NotEverythingIsBlackandWhite · 15/07/2020 11:23

"You've commented once. You're not here to help or offer advice - move on"
OP, you have come and asked whether you are unreasonable to think why bother anymore. I can't see where you have asked for advice.
I think the PP and several others are just pointing out your terminology is OTT, catastrophising which is true. You are either really struggling mentally and need to contact your GP for help or are being extremely melodramatic. Without knowing you, it is difficult to know which it is.

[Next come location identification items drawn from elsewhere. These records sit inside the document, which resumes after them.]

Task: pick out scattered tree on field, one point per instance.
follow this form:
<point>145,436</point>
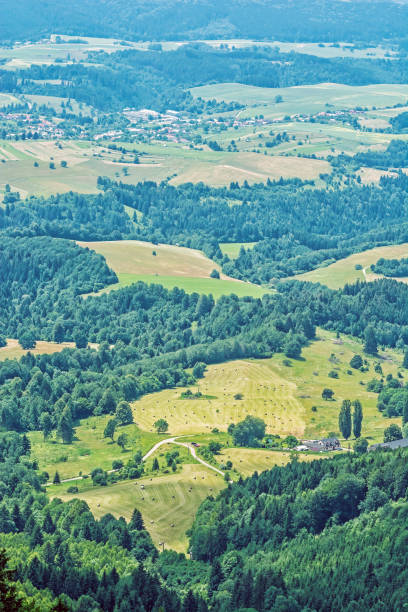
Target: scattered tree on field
<point>249,432</point>
<point>124,415</point>
<point>46,424</point>
<point>360,445</point>
<point>122,440</point>
<point>393,432</point>
<point>161,425</point>
<point>357,418</point>
<point>327,393</point>
<point>370,341</point>
<point>356,362</point>
<point>345,419</point>
<point>110,429</point>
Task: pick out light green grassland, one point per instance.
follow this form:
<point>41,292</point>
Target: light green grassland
<point>168,503</point>
<point>171,267</point>
<point>232,249</point>
<point>343,271</point>
<point>307,138</point>
<point>305,99</point>
<point>46,52</point>
<point>89,449</point>
<point>14,351</point>
<point>282,396</point>
<point>194,285</point>
<point>56,103</point>
<point>6,99</point>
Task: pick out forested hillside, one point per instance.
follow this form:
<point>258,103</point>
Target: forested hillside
<point>182,19</point>
<point>160,79</point>
<point>167,445</point>
<point>306,536</point>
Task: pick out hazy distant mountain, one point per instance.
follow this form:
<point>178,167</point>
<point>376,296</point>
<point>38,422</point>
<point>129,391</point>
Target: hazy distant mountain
<point>325,20</point>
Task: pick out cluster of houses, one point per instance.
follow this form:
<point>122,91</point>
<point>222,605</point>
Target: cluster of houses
<point>39,127</point>
<point>333,444</point>
<point>320,446</point>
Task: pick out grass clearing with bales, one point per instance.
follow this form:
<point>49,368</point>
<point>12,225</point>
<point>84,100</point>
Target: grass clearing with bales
<point>170,266</point>
<point>344,271</point>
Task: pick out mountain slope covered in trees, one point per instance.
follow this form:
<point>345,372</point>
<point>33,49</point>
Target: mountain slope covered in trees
<point>331,20</point>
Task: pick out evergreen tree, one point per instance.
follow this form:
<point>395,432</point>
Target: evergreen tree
<point>216,577</point>
<point>58,332</point>
<point>65,427</point>
<point>357,418</point>
<point>124,415</point>
<point>345,419</point>
<point>46,424</point>
<point>122,440</point>
<point>370,341</point>
<point>136,522</point>
<point>48,525</point>
<point>110,428</point>
<point>9,600</point>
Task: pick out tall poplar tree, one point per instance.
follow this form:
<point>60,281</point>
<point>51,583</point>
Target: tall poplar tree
<point>357,418</point>
<point>345,419</point>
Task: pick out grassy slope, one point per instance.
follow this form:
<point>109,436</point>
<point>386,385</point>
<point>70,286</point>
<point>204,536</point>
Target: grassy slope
<point>14,351</point>
<point>343,271</point>
<point>282,396</point>
<point>89,449</point>
<point>163,161</point>
<point>265,394</point>
<point>304,99</point>
<point>171,267</point>
<point>168,503</point>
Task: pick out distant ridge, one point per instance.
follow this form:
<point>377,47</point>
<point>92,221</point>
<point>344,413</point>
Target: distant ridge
<point>293,20</point>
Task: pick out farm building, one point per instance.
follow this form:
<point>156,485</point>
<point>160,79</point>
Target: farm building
<point>403,443</point>
<point>326,444</point>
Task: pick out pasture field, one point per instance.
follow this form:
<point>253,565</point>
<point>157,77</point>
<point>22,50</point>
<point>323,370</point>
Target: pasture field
<point>168,503</point>
<point>305,99</point>
<point>6,99</point>
<point>171,267</point>
<point>137,257</point>
<point>47,52</point>
<point>310,376</point>
<point>282,396</point>
<point>232,249</point>
<point>14,351</point>
<point>89,448</point>
<point>56,103</point>
<point>343,271</point>
<point>217,288</point>
<point>87,161</point>
<point>265,394</point>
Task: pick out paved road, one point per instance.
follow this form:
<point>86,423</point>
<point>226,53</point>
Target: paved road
<point>154,448</point>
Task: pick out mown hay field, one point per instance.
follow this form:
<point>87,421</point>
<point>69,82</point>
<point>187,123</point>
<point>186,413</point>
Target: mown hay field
<point>344,271</point>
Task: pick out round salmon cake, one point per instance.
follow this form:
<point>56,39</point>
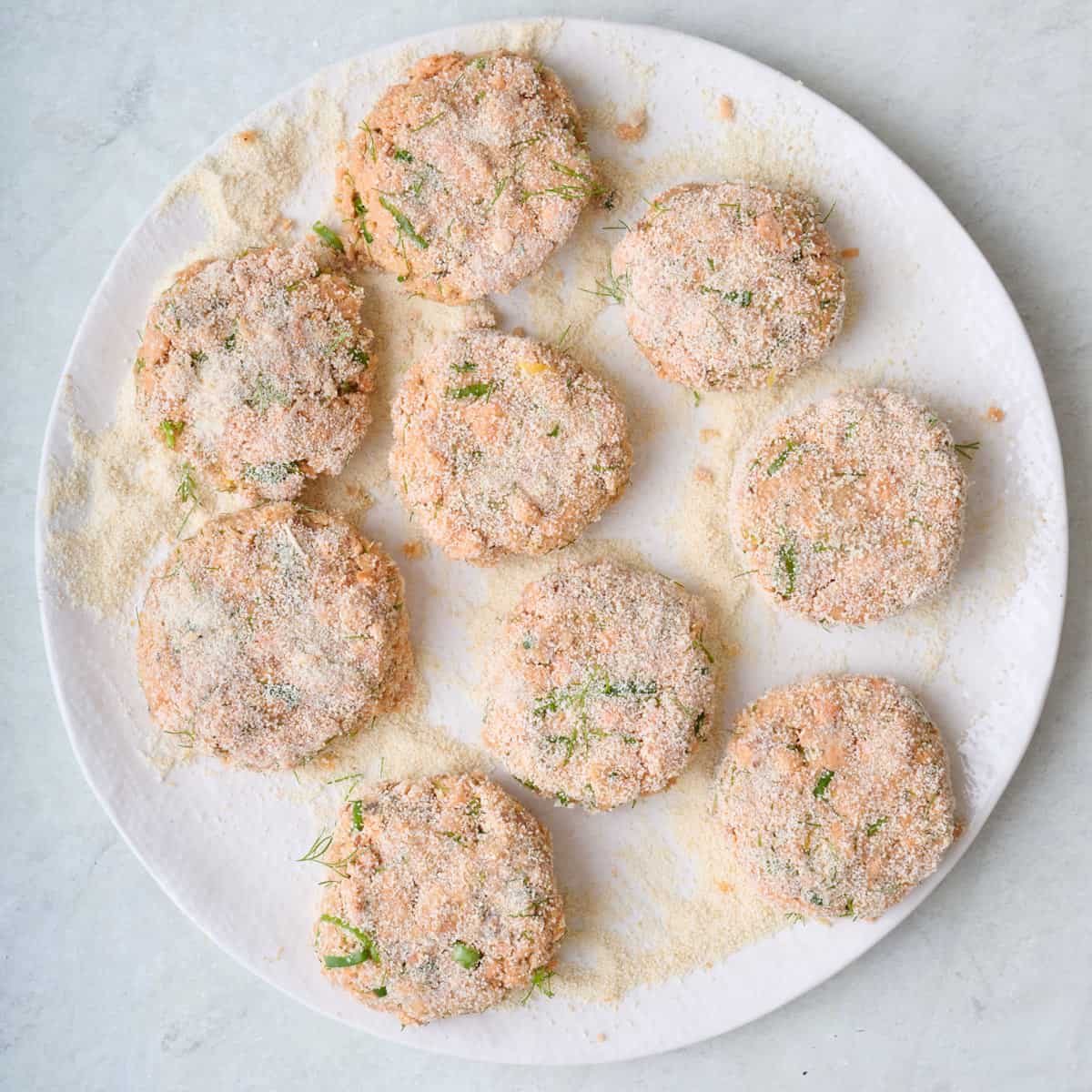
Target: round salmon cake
<point>259,369</point>
<point>467,177</point>
<point>604,685</point>
<point>443,900</point>
<point>835,795</point>
<point>506,446</point>
<point>729,287</point>
<point>852,509</point>
<point>271,632</point>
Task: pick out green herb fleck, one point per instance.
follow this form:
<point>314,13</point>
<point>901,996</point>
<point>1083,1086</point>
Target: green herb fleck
<point>365,953</point>
<point>473,391</point>
<point>465,956</point>
<point>361,222</point>
<point>540,980</point>
<point>784,573</point>
<point>780,461</point>
<point>329,236</point>
<point>404,225</point>
<point>170,430</point>
<point>430,121</point>
<point>741,296</point>
<point>268,473</point>
<point>611,288</point>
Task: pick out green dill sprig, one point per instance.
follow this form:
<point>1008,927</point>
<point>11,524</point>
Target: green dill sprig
<point>170,430</point>
<point>784,573</point>
<point>364,954</point>
<point>611,287</point>
<point>465,956</point>
<point>317,855</point>
<point>329,236</point>
<point>473,392</point>
<point>778,463</point>
<point>541,980</point>
<point>430,121</point>
<point>404,225</point>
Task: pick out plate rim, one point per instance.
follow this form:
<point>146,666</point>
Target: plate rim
<point>798,87</point>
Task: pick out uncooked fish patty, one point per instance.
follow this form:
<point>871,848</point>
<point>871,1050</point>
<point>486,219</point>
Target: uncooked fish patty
<point>505,446</point>
<point>271,632</point>
<point>258,369</point>
<point>467,177</point>
<point>852,509</point>
<point>445,899</point>
<point>836,796</point>
<point>729,287</point>
<point>604,685</point>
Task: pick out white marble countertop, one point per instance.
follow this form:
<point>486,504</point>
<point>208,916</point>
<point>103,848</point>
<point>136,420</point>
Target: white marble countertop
<point>105,986</point>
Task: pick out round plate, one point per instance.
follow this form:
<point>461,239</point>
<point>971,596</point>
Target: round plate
<point>931,317</point>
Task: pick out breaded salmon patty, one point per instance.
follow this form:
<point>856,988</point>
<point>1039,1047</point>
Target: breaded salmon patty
<point>852,509</point>
<point>258,369</point>
<point>835,795</point>
<point>603,685</point>
<point>443,900</point>
<point>505,446</point>
<point>729,287</point>
<point>467,177</point>
<point>271,632</point>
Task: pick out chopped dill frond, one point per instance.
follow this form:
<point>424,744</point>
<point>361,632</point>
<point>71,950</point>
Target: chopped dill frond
<point>465,955</point>
<point>611,288</point>
<point>405,228</point>
<point>791,446</point>
<point>784,574</point>
<point>365,953</point>
<point>430,121</point>
<point>170,430</point>
<point>187,486</point>
<point>541,981</point>
<point>474,392</point>
<point>329,236</point>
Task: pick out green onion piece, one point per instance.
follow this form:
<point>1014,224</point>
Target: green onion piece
<point>365,953</point>
<point>404,227</point>
<point>329,238</point>
<point>170,430</point>
<point>465,956</point>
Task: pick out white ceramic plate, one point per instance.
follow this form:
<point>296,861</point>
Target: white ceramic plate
<point>928,305</point>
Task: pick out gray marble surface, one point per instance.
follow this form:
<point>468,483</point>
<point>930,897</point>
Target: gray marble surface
<point>105,986</point>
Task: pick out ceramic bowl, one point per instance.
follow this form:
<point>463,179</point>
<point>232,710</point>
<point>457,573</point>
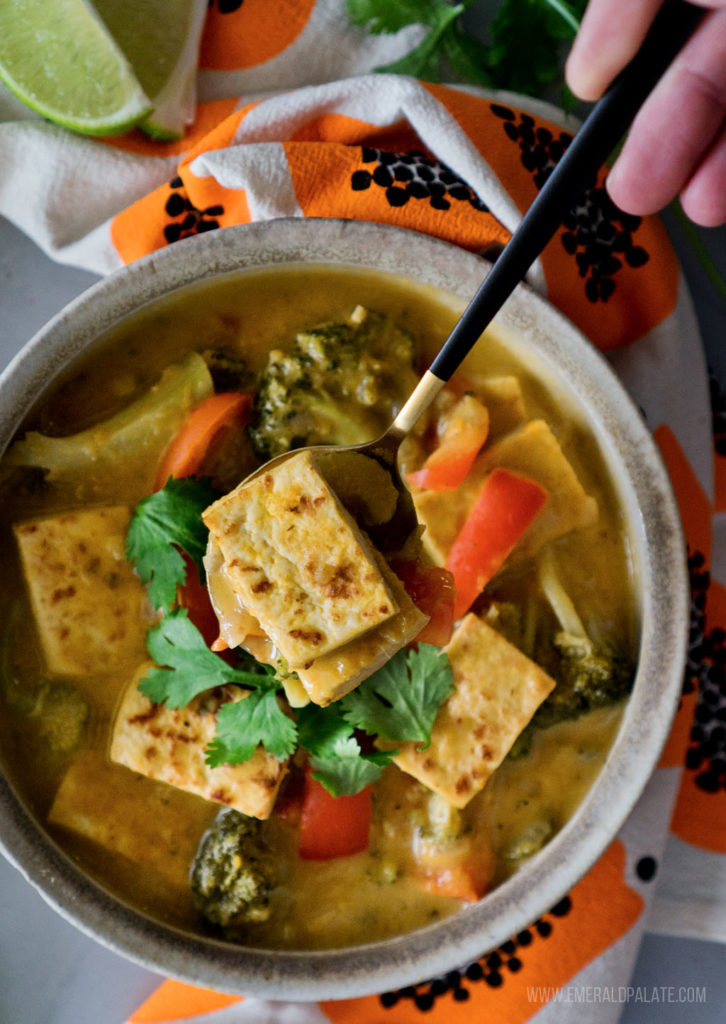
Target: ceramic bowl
<point>548,340</point>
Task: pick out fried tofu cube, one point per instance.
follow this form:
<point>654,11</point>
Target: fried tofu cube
<point>147,822</point>
<point>169,744</point>
<point>532,451</point>
<point>331,677</point>
<point>505,400</point>
<point>89,607</point>
<point>497,691</point>
<point>298,561</point>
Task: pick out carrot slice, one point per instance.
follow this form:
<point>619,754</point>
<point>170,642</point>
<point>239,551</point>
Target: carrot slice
<point>506,506</point>
<point>203,429</point>
<point>450,463</point>
<point>333,826</point>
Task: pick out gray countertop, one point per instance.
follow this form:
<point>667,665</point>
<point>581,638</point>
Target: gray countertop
<point>52,974</point>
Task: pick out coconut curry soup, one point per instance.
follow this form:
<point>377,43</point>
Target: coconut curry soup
<point>254,711</point>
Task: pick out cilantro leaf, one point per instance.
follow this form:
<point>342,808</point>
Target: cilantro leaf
<point>523,52</point>
<point>243,725</point>
<point>166,521</point>
<point>336,757</point>
<point>190,668</point>
<point>384,15</point>
<point>525,42</point>
<point>400,700</point>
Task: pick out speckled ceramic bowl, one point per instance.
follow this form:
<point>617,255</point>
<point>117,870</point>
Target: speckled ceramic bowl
<point>570,364</point>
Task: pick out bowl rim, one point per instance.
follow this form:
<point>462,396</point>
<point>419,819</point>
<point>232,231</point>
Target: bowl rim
<point>659,551</point>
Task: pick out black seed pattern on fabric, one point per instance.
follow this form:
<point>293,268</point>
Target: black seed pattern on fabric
<point>407,176</point>
<point>706,671</point>
<point>185,218</point>
<point>493,969</point>
<point>225,6</point>
<point>597,235</point>
<point>646,868</point>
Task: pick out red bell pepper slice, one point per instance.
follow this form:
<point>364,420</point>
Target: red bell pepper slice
<point>506,506</point>
<point>432,591</point>
<point>333,826</point>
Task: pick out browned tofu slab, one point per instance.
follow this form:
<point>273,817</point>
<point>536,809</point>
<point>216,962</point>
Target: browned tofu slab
<point>497,691</point>
<point>300,564</point>
<point>89,607</point>
<point>169,744</point>
<point>532,451</point>
<point>145,821</point>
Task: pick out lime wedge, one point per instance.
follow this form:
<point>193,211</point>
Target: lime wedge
<point>161,41</point>
<point>59,58</point>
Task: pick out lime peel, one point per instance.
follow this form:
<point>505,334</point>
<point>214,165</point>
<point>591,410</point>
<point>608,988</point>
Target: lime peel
<point>60,59</point>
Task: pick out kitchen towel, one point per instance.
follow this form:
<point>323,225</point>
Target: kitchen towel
<point>293,123</point>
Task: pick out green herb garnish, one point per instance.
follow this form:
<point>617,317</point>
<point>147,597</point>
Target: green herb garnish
<point>166,521</point>
<point>522,54</point>
<point>398,702</point>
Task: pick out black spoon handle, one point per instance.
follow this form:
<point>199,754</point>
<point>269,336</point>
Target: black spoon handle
<point>593,143</point>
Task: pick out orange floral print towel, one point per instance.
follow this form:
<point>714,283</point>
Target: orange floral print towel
<point>291,123</point>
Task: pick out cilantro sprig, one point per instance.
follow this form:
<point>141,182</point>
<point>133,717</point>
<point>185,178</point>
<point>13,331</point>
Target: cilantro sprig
<point>164,524</point>
<point>398,702</point>
<point>522,54</point>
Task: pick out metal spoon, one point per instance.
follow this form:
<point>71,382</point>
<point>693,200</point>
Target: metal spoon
<point>593,143</point>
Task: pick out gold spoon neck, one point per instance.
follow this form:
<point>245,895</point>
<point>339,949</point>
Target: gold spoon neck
<point>417,403</point>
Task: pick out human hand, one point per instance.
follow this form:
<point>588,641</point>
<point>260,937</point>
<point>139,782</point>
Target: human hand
<point>677,143</point>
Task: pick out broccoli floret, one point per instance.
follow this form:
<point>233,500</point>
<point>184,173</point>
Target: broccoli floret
<point>233,871</point>
<point>587,677</point>
<point>62,714</point>
<point>339,384</point>
<point>229,371</point>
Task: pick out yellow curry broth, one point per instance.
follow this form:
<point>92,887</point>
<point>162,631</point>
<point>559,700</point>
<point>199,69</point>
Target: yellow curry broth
<point>319,903</point>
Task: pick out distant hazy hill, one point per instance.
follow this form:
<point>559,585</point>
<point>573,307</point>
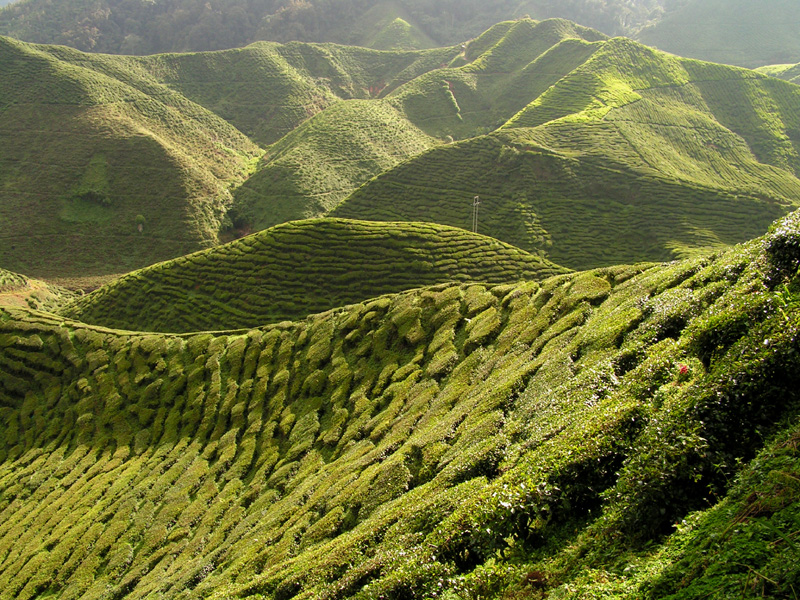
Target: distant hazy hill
<point>737,32</point>
<point>611,151</point>
<point>132,26</point>
<point>19,290</point>
<point>111,163</point>
<point>628,433</point>
<point>584,150</point>
<point>301,268</point>
<point>104,169</point>
<point>787,72</point>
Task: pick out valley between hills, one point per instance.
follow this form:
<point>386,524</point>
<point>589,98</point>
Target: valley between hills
<point>256,342</point>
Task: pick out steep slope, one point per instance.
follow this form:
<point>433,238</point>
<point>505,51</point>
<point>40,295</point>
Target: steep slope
<point>97,147</point>
<point>786,72</point>
<point>18,290</point>
<point>736,32</point>
<point>632,154</point>
<point>297,269</point>
<point>459,441</point>
<point>311,170</point>
<point>98,176</point>
<point>134,27</point>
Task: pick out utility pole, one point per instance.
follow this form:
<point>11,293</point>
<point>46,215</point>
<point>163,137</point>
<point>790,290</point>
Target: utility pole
<point>476,202</point>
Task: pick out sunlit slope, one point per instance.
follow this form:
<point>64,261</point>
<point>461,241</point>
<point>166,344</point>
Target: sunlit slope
<point>736,32</point>
<point>268,89</point>
<point>312,169</point>
<point>87,160</point>
<point>633,155</point>
<point>498,74</point>
<point>461,440</point>
<point>19,290</point>
<point>787,72</point>
<point>300,268</point>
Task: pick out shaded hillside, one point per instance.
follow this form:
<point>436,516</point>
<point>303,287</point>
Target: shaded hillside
<point>736,32</point>
<point>787,72</point>
<point>297,269</point>
<point>632,154</point>
<point>311,170</point>
<point>18,290</point>
<point>99,175</point>
<point>112,163</point>
<point>134,27</point>
<point>629,432</point>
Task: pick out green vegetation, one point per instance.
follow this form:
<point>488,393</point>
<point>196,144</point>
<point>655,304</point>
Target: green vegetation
<point>299,268</point>
<point>18,290</point>
<point>627,432</point>
<point>736,32</point>
<point>86,152</point>
<point>114,163</point>
<point>134,27</point>
<point>311,170</point>
<point>625,153</point>
<point>787,72</point>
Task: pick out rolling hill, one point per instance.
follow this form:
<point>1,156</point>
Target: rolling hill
<point>100,175</point>
<point>787,72</point>
<point>300,268</point>
<point>112,163</point>
<point>736,32</point>
<point>615,153</point>
<point>628,432</point>
<point>18,290</point>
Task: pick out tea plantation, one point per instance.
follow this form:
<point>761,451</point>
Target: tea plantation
<point>626,154</point>
<point>299,268</point>
<point>627,432</point>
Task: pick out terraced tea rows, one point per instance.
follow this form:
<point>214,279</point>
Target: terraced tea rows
<point>18,290</point>
<point>455,441</point>
<point>297,269</point>
<point>310,171</point>
<point>633,155</point>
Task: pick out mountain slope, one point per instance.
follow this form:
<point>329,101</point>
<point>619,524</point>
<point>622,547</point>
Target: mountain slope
<point>787,72</point>
<point>458,441</point>
<point>736,32</point>
<point>112,163</point>
<point>312,169</point>
<point>99,176</point>
<point>632,154</point>
<point>297,269</point>
<point>18,290</point>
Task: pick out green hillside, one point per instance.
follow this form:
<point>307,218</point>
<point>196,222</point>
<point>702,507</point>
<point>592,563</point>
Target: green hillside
<point>312,169</point>
<point>630,432</point>
<point>624,153</point>
<point>736,32</point>
<point>300,268</point>
<point>135,27</point>
<point>101,175</point>
<point>18,290</point>
<point>97,147</point>
<point>787,72</point>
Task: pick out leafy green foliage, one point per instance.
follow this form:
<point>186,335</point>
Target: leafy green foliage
<point>298,268</point>
<point>588,435</point>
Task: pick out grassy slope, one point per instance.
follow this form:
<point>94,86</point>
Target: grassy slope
<point>99,140</point>
<point>83,154</point>
<point>311,170</point>
<point>18,290</point>
<point>626,154</point>
<point>460,441</point>
<point>297,269</point>
<point>737,32</point>
<point>788,72</point>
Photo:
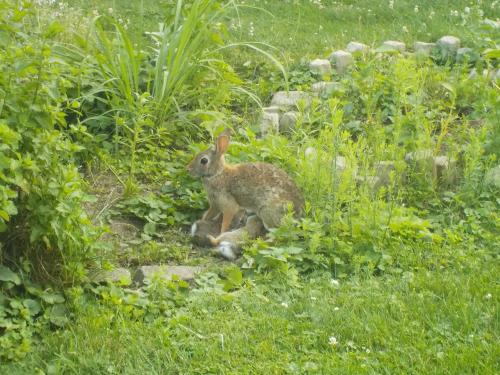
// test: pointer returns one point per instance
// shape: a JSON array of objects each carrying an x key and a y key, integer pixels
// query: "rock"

What do you actually want advice about?

From your very negative post, my advice would be:

  1. Speak to your GP, in case you are suffering post-natal depression.
  2. Think about your terminology and what you wish to convey. Stating "Everything now seems so bleak and I just feel like what's the point.". What's the point in what? Are you really thinking what's the point of living? If so, refer to point 1 above, otherwise properly explain your meaning or moderate your terminology.
  3. Cafes were allowed to open from 4th July. We can mix with up to 6 people from 6 different households. Have you contaced the other mums and the breastfeeding cafe (whatever that is) to see if a meet up is possible now?
  4. Things aren't going to be like this forever.
  5. Think about who you usually make the effort to look nice for. It shouldn't be for others, it should be for yourself. (No-one else really cares that much about your appearance).
  6. Why can't you be bothered to be healthy if you are so paranoid about catching the virus? The healthier you are, the higher the chances of surviving it if you do catch it. The healthier you are, the better position you are in to cope with the pressures of motherhood.
  7. How does all your OTT terminology fit in with "It has been amazing"?

I hope you can find some way of coping. Things aren't going to be like this forever but they will be for quite a while. We can't control what happens but we can control how we respond to it.